In this study, we aimed to maintain the same philosophy while improving its performance by markedly increasing the number of specific SNPs simultaneously targeted, which constituted the bottleneck of our previous multiplex-PCR-based approach. To address this, we transferred our initial strategy to multiple-amplicon rapid sequencing in nanopores using the MinION system (Oxford Nanopore Technologies, Oxford, UK). As a proof of concept, we evaluated the performance of our approach in offering a rapid response to the most recent current public health global alarm, the MPXV global outbreak, during which Spain has accumulated the third highest number of cases in the world, according to the Centers for Disease Control and Prevention.

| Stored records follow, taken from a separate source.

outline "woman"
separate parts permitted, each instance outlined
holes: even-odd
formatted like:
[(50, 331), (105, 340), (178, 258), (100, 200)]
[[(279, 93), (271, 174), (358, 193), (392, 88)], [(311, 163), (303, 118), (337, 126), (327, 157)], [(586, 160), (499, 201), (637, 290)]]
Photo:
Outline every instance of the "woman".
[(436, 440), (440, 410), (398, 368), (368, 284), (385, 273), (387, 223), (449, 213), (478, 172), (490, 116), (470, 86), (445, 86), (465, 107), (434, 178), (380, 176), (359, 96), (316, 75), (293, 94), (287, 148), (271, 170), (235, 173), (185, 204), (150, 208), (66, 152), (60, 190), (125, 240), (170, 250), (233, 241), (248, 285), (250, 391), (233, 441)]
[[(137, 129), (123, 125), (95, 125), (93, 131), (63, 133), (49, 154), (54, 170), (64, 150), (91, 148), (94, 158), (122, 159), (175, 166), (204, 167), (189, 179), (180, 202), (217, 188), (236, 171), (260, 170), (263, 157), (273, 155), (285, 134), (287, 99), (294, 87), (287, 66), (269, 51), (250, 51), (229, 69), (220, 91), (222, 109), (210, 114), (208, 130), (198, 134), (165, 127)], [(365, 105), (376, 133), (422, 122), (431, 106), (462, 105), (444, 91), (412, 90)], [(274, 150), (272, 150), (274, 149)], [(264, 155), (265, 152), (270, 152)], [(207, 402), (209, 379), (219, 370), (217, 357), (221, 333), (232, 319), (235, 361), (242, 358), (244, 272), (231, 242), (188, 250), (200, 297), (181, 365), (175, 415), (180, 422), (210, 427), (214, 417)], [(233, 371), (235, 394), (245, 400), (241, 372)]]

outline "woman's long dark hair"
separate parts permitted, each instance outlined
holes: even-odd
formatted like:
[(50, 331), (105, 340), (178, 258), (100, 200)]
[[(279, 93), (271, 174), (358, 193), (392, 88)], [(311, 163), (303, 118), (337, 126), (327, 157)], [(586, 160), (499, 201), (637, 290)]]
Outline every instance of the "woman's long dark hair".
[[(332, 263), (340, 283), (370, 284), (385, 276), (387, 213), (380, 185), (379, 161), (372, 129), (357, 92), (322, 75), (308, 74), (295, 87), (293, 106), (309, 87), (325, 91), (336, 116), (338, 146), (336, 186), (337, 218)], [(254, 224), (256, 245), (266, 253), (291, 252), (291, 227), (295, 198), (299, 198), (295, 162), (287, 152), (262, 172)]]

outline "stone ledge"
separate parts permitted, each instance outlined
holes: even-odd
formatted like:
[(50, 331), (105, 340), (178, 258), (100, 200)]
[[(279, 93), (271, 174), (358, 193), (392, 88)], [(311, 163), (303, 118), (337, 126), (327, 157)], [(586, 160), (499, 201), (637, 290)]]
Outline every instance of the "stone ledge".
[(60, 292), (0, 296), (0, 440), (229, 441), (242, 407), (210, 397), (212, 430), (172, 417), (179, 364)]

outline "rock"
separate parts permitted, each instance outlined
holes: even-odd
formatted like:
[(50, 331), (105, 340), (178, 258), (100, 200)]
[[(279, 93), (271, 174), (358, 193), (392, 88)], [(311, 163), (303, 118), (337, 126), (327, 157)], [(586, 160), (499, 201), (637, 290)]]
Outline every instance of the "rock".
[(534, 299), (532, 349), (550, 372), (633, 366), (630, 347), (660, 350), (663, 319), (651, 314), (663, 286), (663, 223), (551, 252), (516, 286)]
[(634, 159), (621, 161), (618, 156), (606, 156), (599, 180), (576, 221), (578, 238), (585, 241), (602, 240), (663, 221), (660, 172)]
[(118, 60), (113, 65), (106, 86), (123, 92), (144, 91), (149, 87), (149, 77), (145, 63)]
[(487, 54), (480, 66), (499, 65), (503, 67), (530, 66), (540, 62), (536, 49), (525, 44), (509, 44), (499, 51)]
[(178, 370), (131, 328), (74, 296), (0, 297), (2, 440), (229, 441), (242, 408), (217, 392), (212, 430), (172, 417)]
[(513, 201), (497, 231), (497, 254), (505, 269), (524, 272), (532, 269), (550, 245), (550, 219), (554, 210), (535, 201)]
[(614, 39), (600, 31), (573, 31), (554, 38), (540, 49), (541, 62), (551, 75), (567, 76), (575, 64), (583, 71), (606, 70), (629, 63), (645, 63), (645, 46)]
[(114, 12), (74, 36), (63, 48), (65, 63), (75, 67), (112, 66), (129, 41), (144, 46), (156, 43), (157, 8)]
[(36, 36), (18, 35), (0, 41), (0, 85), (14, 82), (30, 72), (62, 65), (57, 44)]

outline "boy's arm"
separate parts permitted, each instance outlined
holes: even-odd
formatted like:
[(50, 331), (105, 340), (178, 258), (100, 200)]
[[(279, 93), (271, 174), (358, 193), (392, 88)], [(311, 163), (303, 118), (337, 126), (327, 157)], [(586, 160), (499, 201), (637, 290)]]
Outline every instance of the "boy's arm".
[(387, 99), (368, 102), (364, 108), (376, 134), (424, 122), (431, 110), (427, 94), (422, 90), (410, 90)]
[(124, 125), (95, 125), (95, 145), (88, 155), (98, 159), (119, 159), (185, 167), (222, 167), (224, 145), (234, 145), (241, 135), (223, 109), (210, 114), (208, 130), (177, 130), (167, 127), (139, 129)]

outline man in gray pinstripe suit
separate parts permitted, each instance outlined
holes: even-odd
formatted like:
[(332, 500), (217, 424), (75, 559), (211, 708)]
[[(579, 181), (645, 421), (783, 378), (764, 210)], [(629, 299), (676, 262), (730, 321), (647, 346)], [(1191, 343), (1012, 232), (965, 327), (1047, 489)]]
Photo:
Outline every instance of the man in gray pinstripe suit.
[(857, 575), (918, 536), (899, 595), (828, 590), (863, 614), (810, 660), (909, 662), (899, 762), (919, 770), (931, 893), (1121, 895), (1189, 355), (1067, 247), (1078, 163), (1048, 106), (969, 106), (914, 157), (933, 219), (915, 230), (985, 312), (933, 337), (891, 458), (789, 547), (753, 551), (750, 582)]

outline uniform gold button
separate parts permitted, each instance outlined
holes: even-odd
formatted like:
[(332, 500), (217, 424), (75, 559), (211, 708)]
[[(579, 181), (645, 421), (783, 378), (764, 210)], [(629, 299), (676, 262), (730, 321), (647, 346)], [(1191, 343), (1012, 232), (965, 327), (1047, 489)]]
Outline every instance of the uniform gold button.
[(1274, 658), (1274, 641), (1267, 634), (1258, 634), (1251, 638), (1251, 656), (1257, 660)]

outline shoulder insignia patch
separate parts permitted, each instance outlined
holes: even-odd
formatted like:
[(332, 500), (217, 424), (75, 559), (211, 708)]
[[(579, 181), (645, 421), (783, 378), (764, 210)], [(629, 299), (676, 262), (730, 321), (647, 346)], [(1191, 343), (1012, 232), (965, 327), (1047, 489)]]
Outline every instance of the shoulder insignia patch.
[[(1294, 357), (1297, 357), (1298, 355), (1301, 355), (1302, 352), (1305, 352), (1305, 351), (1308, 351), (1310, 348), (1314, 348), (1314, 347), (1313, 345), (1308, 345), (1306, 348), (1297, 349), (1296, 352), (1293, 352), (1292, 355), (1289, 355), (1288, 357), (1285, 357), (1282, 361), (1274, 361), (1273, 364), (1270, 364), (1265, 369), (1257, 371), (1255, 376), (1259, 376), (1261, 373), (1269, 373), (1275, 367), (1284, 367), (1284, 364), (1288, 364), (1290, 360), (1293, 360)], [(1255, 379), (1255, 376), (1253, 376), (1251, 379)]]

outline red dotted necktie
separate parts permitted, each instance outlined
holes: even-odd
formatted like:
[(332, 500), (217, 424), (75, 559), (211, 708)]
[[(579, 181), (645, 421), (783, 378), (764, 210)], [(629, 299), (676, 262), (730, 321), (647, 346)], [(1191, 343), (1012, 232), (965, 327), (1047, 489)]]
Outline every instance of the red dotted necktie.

First, we downloaded the 54 current outbreak genomes available at the NCBI and Virological.org up to 2 June 2022, as well as two references from the 2019 outbreak and two representative sequences from clades I and II. Using MAFFT (9) with an FFT-NS-2 strategy, we performed a multiple sequence alignment of these genomes, keeping the SNPs shared among the 2022 outbreak sequences but absent in their most recent ancestor strains, preceding the outbreak. The final list of 42 SNPs considered by our analysis to be the signature markers for this outbreak also corresponded to those proposed elsewhere (2).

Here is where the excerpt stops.